# What is a good brand for apparel? Need help with jacket and snow pants



## mpo (Jan 25, 2010)

Hey Guys! This is technically my 2nd season snowboarding and I'm not happy with my pants/jacket. I bought my current jacket because it looked nice while I tried it on in my regular going out clothes, but for snowboarding it's way TOO SHORT!!! and it looks terribly bulky. I am female 5'6" and 130lbs. looking to get a new jacket and pants. my jacket is currently firefly and my pants are burton. I was wondering if someone could recommend which brands to look at. There are too many out there and they all claim to be great. I am a little overwhelmed with all the different brands. Please let me know which one's are good to invest in, and which one's i can live without. I am liking the firefly styles, but don't like their quality so far. Price isn't a big problem, my budget was under $200 for each....but if it's really good i don't mind paying a little more for something that will last. 

I'm thinking of getting a black jacket and hot pink pants. any thoughts? thanks


----------



## Extremo (Nov 6, 2008)

Wait, $200 for pants and jacket? You're probably going to spend $200 on each if you want something quality. Check out Volcom, Foursquare, Roxy, there are so many but those are my gf's favs.


----------



## sepdxsnwbrdr (Feb 5, 2010)

Bonfire, Holden, and Volcom all make really cool women's gear. Extra points if your pants and jacket match. Very hot.


----------



## buboarder12 (Jan 20, 2010)

sepdxsnwbrdr said:


> Bonfire, Holden, and Volcom all make really cool women's gear. Extra points if your pants and jacket match. Very hot.

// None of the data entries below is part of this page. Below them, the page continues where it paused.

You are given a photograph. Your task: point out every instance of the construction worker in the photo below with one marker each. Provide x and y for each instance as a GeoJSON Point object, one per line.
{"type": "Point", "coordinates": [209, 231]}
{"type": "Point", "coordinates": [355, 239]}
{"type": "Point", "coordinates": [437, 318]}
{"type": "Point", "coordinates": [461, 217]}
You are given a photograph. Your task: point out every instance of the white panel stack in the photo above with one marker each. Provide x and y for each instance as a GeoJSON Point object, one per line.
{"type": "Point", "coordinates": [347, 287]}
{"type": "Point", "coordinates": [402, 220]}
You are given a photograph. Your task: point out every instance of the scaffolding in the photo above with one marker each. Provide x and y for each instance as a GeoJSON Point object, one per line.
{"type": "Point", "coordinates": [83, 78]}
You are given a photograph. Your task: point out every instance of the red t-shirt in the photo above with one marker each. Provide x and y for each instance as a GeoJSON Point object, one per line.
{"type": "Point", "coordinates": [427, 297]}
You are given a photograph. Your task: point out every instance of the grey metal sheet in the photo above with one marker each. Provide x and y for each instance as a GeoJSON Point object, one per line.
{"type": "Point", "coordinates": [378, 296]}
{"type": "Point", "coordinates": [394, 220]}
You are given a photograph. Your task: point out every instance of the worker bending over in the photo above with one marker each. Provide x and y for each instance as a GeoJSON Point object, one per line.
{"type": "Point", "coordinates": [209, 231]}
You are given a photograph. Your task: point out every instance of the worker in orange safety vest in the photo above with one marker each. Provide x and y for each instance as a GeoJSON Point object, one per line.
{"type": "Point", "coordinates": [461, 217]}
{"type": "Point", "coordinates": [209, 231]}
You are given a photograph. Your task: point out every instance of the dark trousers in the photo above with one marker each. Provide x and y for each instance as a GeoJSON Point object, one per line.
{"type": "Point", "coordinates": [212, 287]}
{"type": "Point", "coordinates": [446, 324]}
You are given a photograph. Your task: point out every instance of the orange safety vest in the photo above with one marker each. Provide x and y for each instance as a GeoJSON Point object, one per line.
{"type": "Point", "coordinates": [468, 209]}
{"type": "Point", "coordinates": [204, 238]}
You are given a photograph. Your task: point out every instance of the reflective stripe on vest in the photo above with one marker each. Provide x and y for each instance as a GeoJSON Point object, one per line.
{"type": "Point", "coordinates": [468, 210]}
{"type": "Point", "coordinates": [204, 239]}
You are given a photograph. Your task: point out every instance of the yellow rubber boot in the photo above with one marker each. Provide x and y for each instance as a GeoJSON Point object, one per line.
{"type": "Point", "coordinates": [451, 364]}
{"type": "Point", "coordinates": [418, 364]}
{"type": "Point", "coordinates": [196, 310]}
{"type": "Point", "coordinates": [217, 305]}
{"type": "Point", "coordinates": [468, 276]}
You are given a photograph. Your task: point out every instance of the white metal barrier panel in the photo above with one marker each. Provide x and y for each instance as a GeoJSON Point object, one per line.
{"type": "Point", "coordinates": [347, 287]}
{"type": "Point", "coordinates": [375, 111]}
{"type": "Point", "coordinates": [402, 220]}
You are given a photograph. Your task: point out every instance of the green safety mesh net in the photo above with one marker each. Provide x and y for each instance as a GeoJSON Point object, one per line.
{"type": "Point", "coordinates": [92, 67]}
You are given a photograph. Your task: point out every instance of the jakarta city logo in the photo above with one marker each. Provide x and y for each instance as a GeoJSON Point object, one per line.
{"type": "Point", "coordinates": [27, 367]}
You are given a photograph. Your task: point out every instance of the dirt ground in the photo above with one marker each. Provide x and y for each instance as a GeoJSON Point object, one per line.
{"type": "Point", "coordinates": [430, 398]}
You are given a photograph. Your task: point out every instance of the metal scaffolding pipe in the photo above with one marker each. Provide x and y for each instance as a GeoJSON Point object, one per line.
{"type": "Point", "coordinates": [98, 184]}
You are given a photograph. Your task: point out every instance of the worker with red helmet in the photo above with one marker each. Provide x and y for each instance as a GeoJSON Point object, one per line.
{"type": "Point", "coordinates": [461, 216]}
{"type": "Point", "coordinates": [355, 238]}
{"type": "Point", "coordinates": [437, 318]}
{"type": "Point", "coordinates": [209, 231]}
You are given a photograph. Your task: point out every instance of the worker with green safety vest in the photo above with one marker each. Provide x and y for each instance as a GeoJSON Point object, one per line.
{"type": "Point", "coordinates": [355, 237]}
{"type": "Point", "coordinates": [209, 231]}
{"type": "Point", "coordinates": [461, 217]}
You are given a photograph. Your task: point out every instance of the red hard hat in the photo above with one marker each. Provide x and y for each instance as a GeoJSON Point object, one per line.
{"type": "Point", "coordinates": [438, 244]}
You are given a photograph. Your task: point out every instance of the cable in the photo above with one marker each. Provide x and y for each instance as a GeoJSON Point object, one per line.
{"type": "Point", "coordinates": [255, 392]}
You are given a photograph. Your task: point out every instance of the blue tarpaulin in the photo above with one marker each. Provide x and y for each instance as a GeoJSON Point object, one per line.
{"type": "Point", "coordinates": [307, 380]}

+1 on Holden, they make legit gear and its both functional and fashionable. If you fall alot, I would suggest in getting pants that are at least 15k if not more so you never get a wet ass. Jacket, doesnt matter as much


----------



## mpo (Jan 25, 2010)

Extremo said:


> Wait, $200 for pants and jacket? You're probably going to spend $200 on each if you want something quality. Check out Volcom, Foursquare, Roxy, there are so many but those are my gf's favs.



i meant i was willing to pay $200 for each. however, if it's really worth the price i'm willing to pay more.




Extremo said:


> Wait, $200 for pants and jacket? You're probably going to spend $200 on each if you want something quality. Check out Volcom, Foursquare, Roxy, there are so many but those are my gf's favs.





buboarder12 said:


> +1 on Holden, they make legit gear and its both functional and fashionable. If you fall alot, I would suggest in getting pants that are at least 15k if not more so you never get a wet ass. Jacket, doesnt matter as much



I've actually never heard of Holden, and I don't think I've seen any around. I will definately keep an eye open for it. I live in Toronto, Ontario, Canada btw....anyone know where I can find these brands around here? Thanks.


----------



## ATOTony76 (May 26, 2009)

*Volcom *

10/char


----------



## Jameus (Jan 20, 2010)

I bought Ripzone stuff when I was living in Windsor, Can. It's not quite as expensive as the TOP names but it's kept me really warm. Had some REALLY cold days up at Blue Mt. and it was totally fine. Seems they make stuff for ladies too  I might not be one of the cool kids (actually I'm hardly a kid anymore at over 30 lol) wearing the best stuff on the slopes but when I'm shredding circles around em it hardly matters lol


----------



## sidewall (Nov 6, 2009)

MPO I think the fabric is really important, get gore-tex if you can. It sounds like with your price range it would be easy for you to afford it. Go the The House Snowboards Snowboard Boots Bindings Clothing and look at the AK line from Burton. Lots of nice goretex stuff and low prices.


----------



## Guest (Feb 12, 2010)

sidewall said:


> MPO I think the fabric is really important, get gore-tex if you can. It sounds like with your price range it would be easy for you to afford it. Go the The House Snowboards Snowboard Boots Bindings Clothing and look at the AK line from Burton. Lots of nice goretex stuff and low prices.


I would say Helly Hanson, but after seeing the range for 2011, I'd hesitate, as they are now concentrating more on ski clothing, & going back to a regular fit, & less of the neon colors.

However, based on what I've been selling in my store, I'd totally check out O'Neill, Bonfire, Nikita, Roxy, DC, Four Square, or Volcom. I'd also allow up to US$500-600, & that'll get you some good outerwear. As for your colors, things don't have to match. Mix up colors, as imo, I'm so over woman trying match everything, from the board, all the way up to the beanies/toques, inc base layers. 
Things to look for are cargo pockets, pit/leg venting, goggle & mp3 player pockets, hand warmers, leg gussets, & a decent waterproof & breathability rating...


----------